While going through divorce, you know that a significant amount of assets is at stake in your retirement investments. This can prove complicated when splitting this money and trying to determine what is and is not a marital asset.
Coming to the rescue is a tool known as a qualified domestic relations order (QDRO), which can unravel some of the retirement investment complications caused by divorce. A QDRO – overseen by a qualified attorney – proves invaluable in determining a spouse’s rightful share from plans such as 401(k)s, 403(b)s, 457s, profit-sharing, pension and employee stock ownership.
Focus on retirement accounts
Understand that in many cases the investments within a retirement plan are not equally divided. And your spouse cannot just hand over the money to you.

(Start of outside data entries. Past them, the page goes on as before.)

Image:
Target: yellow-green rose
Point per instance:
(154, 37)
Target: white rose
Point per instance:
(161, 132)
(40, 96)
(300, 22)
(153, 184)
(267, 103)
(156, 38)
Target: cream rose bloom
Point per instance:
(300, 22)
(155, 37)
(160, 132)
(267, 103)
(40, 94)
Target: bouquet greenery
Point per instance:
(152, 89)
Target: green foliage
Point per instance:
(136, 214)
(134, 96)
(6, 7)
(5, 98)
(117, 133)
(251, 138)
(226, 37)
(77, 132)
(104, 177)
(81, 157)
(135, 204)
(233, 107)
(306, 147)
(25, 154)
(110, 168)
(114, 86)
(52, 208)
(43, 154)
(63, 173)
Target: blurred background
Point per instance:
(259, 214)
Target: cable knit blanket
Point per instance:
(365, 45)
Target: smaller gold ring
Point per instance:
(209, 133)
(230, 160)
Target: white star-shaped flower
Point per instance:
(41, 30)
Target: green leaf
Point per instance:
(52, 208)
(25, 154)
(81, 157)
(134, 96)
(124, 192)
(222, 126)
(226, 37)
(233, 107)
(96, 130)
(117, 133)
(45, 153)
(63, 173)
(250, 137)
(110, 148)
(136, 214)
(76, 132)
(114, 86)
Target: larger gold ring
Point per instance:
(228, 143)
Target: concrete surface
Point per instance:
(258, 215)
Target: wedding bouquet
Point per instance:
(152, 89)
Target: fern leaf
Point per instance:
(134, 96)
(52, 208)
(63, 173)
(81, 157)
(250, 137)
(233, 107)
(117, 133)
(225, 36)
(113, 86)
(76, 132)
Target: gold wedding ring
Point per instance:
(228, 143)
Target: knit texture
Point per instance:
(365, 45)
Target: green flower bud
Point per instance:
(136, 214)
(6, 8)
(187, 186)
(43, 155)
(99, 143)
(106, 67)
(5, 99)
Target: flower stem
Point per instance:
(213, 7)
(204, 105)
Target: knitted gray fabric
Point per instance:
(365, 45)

This is where a QDRO comes into play. A court must order the QDRO or attorneys representing couples in mediation situations agree to it.
An experienced attorney will draft a QDRO that is precise with every monetary detail. The QDRO establishes the amount of money you will receive from your spouse’s retirement accounts. In addition, this document will determine whether interest and additional payments are necessary.
Here is an example. Say that once the QDRO is completed you will receive $700,000 from the retirement savings. However, due to circumstances out of your control, the divorce takes another seven months to become final. Because of this delay, you will receive more money attributed to interest or market-related earnings from that seven-month period.
Doing away with complications
A QDRO strips away the complications and provides a resolution that allows you to get your share of marital assets from your spouse’s retirement accounts.